Это казалось чем-то из ряда вон выходящим. Как ей вообще такое пришло в голову?
– Ну, потому что вы с Кейт Харпер – родительский комитет… – Доминик удивленно поднял брови.
– А что такое родительский комитет?
– Родительский комитет организует мероприятия для всех остальных родителей. – Он неопределенно улыбнулся. – Общаются с учителями, составляют всякие списки, а еще…
Ужас какой! Она стала общественницей! Наверное, она этим гордилась и задирала нос; она всегда знала, что ей свойственно этакое бахвальство. Она представила себе, как важно, словно пава, выплывает в своих красивых одеждах…
– Вы очень много делаете для школы, – добавил Доминик. – Нам с вами повезло. Кстати говоря, скоро уже такой день! Я надеюсь, что ты успеешь поправиться!
Тот мужчина, который занимался на беговой дорожке, тоже сказал что-то о «том дне».
– О чем это ты? – спросила Алиса, предчувствуя плохое.

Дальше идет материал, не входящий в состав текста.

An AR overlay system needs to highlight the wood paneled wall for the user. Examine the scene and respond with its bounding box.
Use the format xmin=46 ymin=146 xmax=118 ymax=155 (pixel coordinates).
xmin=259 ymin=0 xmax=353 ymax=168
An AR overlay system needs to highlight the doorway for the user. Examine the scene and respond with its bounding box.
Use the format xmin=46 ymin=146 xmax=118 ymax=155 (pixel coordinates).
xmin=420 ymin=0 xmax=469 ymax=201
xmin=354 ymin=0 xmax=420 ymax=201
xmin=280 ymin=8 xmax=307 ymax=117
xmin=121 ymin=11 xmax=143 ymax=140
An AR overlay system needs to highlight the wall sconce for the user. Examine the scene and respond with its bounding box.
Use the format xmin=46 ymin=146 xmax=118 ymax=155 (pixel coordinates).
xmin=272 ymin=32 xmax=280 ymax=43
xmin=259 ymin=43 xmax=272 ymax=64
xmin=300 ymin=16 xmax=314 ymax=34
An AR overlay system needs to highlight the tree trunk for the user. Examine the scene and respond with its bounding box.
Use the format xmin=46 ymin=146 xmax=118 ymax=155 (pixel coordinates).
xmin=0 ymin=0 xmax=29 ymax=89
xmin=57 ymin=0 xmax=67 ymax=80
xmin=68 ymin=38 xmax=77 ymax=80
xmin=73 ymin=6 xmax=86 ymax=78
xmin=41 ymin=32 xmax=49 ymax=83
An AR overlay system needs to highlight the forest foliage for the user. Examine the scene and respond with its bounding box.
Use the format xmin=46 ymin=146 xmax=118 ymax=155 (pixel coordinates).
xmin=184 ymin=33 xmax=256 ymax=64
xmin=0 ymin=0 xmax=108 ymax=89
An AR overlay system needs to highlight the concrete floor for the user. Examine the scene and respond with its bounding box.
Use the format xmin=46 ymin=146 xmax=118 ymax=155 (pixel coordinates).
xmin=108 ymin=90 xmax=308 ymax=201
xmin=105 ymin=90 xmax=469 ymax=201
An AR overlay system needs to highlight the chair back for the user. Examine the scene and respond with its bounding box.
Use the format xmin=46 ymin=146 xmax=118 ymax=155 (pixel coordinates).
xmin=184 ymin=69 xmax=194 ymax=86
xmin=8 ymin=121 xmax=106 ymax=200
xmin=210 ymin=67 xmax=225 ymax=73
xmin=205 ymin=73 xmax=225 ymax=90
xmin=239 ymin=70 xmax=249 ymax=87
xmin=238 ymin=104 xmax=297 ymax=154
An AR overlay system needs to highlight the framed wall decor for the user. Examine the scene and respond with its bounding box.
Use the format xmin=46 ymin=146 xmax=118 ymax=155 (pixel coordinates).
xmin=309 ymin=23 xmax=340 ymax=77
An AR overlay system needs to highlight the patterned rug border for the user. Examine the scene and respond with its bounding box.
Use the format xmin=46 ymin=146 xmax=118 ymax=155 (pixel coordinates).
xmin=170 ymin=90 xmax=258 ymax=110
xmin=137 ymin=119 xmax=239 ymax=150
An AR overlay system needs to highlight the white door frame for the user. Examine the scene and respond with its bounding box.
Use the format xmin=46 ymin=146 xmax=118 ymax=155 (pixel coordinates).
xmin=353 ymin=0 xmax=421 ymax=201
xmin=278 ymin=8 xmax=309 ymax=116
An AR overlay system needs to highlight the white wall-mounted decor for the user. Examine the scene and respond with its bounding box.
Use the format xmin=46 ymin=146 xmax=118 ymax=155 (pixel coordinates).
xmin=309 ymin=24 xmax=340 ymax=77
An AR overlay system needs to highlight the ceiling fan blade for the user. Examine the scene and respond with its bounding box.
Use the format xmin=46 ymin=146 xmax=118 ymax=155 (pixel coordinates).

– С тобой мы войдем в Книгу рекордов Гиннесса.
Она улыбнулась, думая, что он опять шутит.
– Не может быть… Ты что, и правда ничего не помнишь? В День матери ты будешь печь самый большой в мире лимонный меренговый пирог. Это значительное событие. Половина собранных денег пойдет на нужды школы, половина – на исследования рака груди.
Алисе вспомнился сон с гигантской скалкой.
– Я? – в панике спросила она. – Какой еще лимонный меренговый пирог?
– Ну не одна же ты, – успокоил он ее. – Целых сто мамаш примет участие. Здорово будет!
Он завязал еще один готовый шарик. Алиса подняла глаза и увидела, что у потолка висит множество синих и серебристых шаров.